Methods: : After IRB approval and informed consent from patients, fresh lacrimal gland (8) samples were obtained from patients undergoing exenteration. All the tissues were histologically confirmed as normal and free of tumor. Explant and suspended cultures were established using different enzyme cocktail, substrate and media composition. The cells were characterized by immunocytochemistry and flow cytometry for stem cell marker (ABCG2), epithelial markers (E-cadherin, CK3/12, and connexin 43) and mesenchymal markers (CD90, vimentin). In-vitro function of these acinar cells was evaluated by ELISA by testing for Ig A levels.

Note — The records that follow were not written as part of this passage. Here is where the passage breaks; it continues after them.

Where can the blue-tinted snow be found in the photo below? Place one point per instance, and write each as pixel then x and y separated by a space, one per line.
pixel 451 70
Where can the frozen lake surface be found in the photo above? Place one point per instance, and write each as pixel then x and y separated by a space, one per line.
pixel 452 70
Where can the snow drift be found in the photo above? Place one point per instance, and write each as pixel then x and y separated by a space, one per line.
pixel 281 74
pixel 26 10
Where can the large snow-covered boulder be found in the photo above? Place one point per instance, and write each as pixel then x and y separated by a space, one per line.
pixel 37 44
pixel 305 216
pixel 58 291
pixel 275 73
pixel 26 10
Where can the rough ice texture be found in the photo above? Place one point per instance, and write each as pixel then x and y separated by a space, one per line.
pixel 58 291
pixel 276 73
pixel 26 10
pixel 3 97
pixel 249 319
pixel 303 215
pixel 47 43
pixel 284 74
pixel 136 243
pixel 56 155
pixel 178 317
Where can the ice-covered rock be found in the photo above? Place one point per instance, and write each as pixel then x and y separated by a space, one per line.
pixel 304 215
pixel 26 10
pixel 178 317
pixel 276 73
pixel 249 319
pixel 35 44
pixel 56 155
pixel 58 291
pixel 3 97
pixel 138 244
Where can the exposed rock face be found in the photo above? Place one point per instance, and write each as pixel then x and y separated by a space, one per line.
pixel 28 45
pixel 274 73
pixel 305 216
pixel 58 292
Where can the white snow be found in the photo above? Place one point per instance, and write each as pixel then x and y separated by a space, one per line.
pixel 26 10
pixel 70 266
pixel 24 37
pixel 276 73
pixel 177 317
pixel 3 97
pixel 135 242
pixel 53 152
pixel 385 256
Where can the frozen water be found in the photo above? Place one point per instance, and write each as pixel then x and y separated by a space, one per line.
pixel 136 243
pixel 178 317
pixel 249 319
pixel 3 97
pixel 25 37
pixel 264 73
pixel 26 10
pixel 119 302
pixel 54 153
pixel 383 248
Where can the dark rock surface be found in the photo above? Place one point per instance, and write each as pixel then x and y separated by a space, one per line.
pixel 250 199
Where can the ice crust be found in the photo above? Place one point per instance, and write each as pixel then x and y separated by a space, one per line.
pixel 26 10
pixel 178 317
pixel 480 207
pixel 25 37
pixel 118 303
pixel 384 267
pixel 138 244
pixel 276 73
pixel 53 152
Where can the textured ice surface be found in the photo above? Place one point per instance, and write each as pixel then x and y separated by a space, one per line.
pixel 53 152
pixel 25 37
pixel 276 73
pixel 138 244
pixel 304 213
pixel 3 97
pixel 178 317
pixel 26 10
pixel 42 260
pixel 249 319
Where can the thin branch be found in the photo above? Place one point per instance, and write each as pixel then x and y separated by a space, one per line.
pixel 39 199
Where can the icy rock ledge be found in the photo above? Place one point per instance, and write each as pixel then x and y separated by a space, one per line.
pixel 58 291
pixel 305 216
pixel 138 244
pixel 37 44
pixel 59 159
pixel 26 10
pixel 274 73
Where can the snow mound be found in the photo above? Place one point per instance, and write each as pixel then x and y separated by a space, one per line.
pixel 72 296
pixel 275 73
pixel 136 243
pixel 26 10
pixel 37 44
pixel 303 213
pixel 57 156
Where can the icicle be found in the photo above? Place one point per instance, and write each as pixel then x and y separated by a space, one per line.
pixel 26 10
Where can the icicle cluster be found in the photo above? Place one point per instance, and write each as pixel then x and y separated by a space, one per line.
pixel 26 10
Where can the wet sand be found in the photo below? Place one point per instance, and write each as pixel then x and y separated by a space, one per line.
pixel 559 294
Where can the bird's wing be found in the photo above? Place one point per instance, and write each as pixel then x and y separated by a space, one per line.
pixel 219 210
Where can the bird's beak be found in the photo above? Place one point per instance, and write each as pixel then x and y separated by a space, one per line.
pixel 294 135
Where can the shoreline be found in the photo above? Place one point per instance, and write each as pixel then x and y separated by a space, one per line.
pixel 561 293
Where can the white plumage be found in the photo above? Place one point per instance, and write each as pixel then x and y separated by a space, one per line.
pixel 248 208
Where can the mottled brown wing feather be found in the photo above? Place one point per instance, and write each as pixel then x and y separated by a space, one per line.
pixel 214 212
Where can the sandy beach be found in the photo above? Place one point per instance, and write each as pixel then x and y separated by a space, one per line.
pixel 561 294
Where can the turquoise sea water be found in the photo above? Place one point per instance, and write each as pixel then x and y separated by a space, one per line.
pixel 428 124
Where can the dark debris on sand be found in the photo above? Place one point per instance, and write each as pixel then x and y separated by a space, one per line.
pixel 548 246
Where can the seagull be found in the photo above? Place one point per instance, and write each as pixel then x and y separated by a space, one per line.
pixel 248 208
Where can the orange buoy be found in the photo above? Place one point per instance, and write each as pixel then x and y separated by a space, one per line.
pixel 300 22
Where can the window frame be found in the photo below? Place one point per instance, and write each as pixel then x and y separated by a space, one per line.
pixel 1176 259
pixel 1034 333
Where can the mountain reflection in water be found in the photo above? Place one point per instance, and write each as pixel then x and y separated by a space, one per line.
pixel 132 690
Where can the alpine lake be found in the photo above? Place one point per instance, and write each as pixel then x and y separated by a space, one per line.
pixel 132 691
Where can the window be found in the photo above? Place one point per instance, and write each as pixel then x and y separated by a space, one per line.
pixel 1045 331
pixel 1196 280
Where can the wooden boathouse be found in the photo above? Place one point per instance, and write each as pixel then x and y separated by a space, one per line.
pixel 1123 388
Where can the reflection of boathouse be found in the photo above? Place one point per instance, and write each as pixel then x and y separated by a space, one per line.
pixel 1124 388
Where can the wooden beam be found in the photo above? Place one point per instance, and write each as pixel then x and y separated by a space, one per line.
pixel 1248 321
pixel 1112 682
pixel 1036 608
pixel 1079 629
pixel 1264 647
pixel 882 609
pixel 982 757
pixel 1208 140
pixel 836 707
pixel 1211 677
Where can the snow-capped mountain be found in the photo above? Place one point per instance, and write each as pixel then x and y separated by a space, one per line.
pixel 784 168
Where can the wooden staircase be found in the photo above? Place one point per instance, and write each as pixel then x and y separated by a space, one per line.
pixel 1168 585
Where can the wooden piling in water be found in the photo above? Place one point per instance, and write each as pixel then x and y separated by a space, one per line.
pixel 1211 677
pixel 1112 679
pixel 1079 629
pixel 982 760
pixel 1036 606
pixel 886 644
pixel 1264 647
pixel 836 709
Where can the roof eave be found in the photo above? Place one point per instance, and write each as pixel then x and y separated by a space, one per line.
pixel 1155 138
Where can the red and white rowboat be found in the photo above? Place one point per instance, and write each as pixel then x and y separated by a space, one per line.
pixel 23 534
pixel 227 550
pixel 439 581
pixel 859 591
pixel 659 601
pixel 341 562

Results: : Successful cultures were established from all the samples of human lacrimal gland tissues- both as a monolayer as well as spheres. The epithelial cells were polygonal, with distinct cell borders and secretory granules and were immunoreactive for ABCG2, CK 3/12, connexin and E-cadherin. The 3 D spheres of epithelial cells were better formed in serum free medium, while monolayered epithelial cells were seen on denuded human amniotic membrane The conditioned media of the lacrimal tissues showed the presence of secretory IgA (Mean OD- Test: 0.32 Vs Mean OD-control: 0.24). In addition, the cultures also showed adherent spindle cells that were positive for CD 90 and vimentin. The epithelial cells were short lived (20-30 days) while the spindle cell survived for 3-4 months, especially in serum containing medium.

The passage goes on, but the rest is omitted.